Par contre, le garçon boucher ou le boulanger salarié
appartiennent à la classe ouvrière.
- Est-ce que tous les
exploités appartiennent à la classe ouvrière ?
Non : il
existe par exemple (et ils sont nombreux dans les pays
sous-développés) des paysans pauvres, non-propriétaires
de leurs terres, qui sont exploités par les propriétaires
fonciers à qui ils doivent verser un pourcentage de leurs
revenus ou un loyer annuel. Ils peuvent connaître une
exploitation effroyable, mais ils n'appartiennent pas à la
classe ouvrière comme telle. D'ailleurs, les luttes qu'ils
mènent visent surtout à obtenir un partage des terres,
à se transformer en petits propriétaires exploitants
(comme on en a pas mal encore en France et qui ne sont pas exactement
du côté des ouvriers : ils constituent plutôt
la clientèle de Le Pen). En fait, ce type d'exploitation est
un vestige de la société féodale, il appartient
essentiellement au passé.
Quels sont les
critères d'appartenance à la classe ouvrière ?
La
classe ouvrière est la classe exploitée spécifique
du mode de production capitaliste qui est basé sur le
salariat. La spécificité du capitalisme réside
dans la séparation entre producteurs et moyens de production.

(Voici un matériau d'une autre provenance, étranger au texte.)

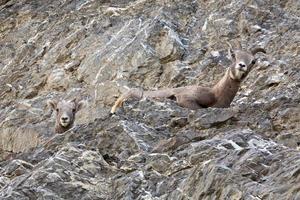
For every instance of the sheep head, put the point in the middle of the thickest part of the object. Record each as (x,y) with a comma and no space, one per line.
(243,62)
(65,113)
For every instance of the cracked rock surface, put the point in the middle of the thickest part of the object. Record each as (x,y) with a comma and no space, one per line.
(95,50)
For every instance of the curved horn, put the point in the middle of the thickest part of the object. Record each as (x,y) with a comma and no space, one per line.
(258,49)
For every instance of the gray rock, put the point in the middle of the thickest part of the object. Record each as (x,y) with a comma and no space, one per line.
(95,50)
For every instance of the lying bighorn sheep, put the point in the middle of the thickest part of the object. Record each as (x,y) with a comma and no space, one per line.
(194,97)
(65,113)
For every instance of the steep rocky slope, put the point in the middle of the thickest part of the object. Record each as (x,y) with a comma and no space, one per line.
(95,50)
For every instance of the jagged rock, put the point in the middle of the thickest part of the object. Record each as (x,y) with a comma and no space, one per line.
(96,50)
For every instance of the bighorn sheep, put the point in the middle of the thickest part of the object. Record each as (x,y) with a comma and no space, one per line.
(194,97)
(65,113)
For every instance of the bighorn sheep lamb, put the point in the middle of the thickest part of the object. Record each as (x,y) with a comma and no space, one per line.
(194,97)
(65,113)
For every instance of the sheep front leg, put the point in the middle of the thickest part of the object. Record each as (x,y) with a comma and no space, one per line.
(187,101)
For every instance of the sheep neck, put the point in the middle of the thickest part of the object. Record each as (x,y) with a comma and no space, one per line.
(225,90)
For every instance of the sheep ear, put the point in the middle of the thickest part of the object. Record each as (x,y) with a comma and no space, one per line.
(79,105)
(52,104)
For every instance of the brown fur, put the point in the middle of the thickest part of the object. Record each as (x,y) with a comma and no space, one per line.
(195,97)
(65,113)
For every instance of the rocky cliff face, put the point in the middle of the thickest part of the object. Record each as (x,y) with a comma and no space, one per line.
(95,50)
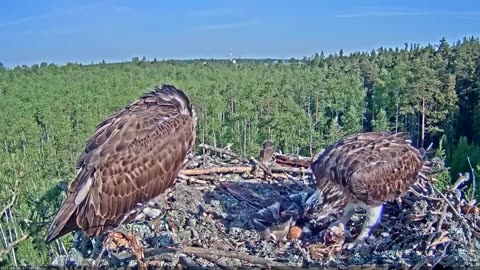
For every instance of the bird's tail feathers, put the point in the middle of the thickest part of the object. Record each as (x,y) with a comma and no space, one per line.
(64,222)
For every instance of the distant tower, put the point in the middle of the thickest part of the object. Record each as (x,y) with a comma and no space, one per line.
(231,56)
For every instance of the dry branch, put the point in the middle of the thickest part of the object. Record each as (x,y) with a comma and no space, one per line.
(236,169)
(209,252)
(223,151)
(292,161)
(291,170)
(12,245)
(236,255)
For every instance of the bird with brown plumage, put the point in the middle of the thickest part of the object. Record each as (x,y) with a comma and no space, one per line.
(366,170)
(132,157)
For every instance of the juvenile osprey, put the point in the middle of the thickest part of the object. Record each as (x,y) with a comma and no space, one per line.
(364,170)
(132,157)
(267,151)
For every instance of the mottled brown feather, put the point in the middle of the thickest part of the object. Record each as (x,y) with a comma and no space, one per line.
(133,156)
(371,167)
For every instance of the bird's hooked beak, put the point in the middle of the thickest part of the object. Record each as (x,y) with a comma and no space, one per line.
(313,203)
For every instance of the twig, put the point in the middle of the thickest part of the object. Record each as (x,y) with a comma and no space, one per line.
(292,170)
(293,161)
(442,218)
(236,255)
(423,196)
(201,252)
(223,151)
(12,245)
(473,178)
(262,166)
(236,169)
(460,180)
(9,205)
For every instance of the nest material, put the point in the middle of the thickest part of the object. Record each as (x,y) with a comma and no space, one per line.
(245,219)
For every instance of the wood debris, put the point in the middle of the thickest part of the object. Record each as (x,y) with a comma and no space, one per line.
(220,198)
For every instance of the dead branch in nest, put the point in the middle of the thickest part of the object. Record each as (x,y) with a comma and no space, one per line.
(460,180)
(209,252)
(462,219)
(265,169)
(473,179)
(292,161)
(235,255)
(223,151)
(235,169)
(12,245)
(12,201)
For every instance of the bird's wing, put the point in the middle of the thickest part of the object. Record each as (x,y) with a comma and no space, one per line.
(132,157)
(374,166)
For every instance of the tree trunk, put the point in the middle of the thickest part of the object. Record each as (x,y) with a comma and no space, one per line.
(422,138)
(396,118)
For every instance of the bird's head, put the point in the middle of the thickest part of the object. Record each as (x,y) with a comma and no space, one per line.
(323,203)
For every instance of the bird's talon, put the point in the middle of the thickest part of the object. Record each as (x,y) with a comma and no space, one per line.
(355,245)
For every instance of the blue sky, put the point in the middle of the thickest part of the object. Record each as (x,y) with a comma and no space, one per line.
(60,31)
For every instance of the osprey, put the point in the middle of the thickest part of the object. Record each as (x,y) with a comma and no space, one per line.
(132,157)
(364,170)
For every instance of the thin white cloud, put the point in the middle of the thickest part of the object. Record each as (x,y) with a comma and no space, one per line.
(213,12)
(23,20)
(372,12)
(223,26)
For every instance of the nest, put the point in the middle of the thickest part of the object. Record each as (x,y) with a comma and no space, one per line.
(226,211)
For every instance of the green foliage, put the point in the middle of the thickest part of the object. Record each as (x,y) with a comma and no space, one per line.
(47,111)
(459,163)
(381,122)
(443,176)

Les travailleurs qui mettent en œuvre les moyens de production n'en
sont pas les propriétaires, ils louent leur force de travail à
ceux qui les possèdent. Appartenir à la classe ouvrière
suppose :
-
Être salarié : on ne vend pas le produit de son travail comme le fait un boulanger mais on loue sa force de travail à celui qui possède les moyens de production.
-
Être exploité : c'est-à-dire que le montant que reçoit chaque jour le salarié est inférieur à la valeur de ce qu'il a produit. S'il travaille pendant 8 heures, il reçoit l'équivalent de 4 heures et les 4 autres heures sont appropriées par le patron (Marx a appelé « plus-value » ce montant qui n'est pas payé au salarié). Tous les salariés ne sont pas exploités : les dirigeants des grandes entreprises sont souvent des salariés mais avec leurs salaires de plusieurs millions d'Euros par an, il est clair qu'ils ne sont pas exploités. C'est la même chose pour les hauts fonctionnaires.
Cela suppose également ne pas avoir une fonction dans la défense du capitalisme contre la classe ouvrière : les curés ou les flics ne sont pas propriétaires de leurs moyens de production (l'église où le panier à salade), ils sont salariés. Cependant, ils n'ont pas un rôle de producteurs de richesses mais de défenseurs des privilèges des exploiteurs et de maintien en place de l'ordre existant.
C'est la même
chose pour le petit chef dans un atelier qui joue un rôle de
flic au service du patron.
Faut-il être un travailleur manuel pour
appartenir à la classe ouvrière ?
Absolument pas ! Pour plusieurs raisons :
-
Il n'y a pas de séparation nette entre travailleur manuel et intellectuel : c'est le cerveau qui commande à la main. Certains métiers « manuels » demandent un très long apprentissage et mobilisent activement la pensée : un ébéniste ou un chirurgien est un « manuel ».
-
D'ailleurs, dans le mouvement ouvrier, on n'a jamais fait cette séparation : traditionnellement, les correcteurs d'imprimerie se considéraient comme des ouvriers à côté des typographes ou des rotativistes. Souvent, ils étaient à l'avant-garde des combats ouvriers. De même, pas il n'y a pas d'opposition entre les conducteurs de train et les « employés aux écritures ». Il n'y a pas de séparation entre « ouvriers aux mains calleuses » et employés.
-
De plus, au niveau des mots, ouvrier veut dire qui « œuvre », qui travaille. En Anglais, ouvrier se dit « worker », travailleur.
Faut-il faut enrichir directement un patron pour
appartenir à la classe ouvrière ?
NON ! C'est clair qu'un ouvrier travaillant à l'entretien d'un hôpital appartient à la classe ouvrière. Mais c'est aussi le cas d'une infirmière qui soigne des malades. En fait, elle participe à l'entretien de la force de travail qui sert à enrichir le capitalisme.
C'est la même chose pour une institutrice qui participe à la formation de la force de travail qui, plus tard, va entrer dans le processus de la production.
De même, un
chômeur (qui momentanément ne travaille pas) ou un
retraité (ancien producteur salarié et exploité)
appartient à la classe ouvrière non pas au jour le
jour, mais du fait de sa place dans la société.
Conclusion
Les luttes que peuvent mener contre l'exploitation les ouvriers de l'industrie, les cheminots, les enseignants, les infirmières, les employés de banque, les fonctionnaires mal payés, les chômeurs, etc. mais aussi les étudiants qui vont entrer dans ces professions appartiennent toutes au combat général contre le capitalisme. Ce sont des luttes de résistance contre les attaques toujours plus brutales que ce système porte contre ceux qu'il exploite. Ce sont aussi des luttes qui préparent l'affrontement général et international contre ce système en vue de son renversement.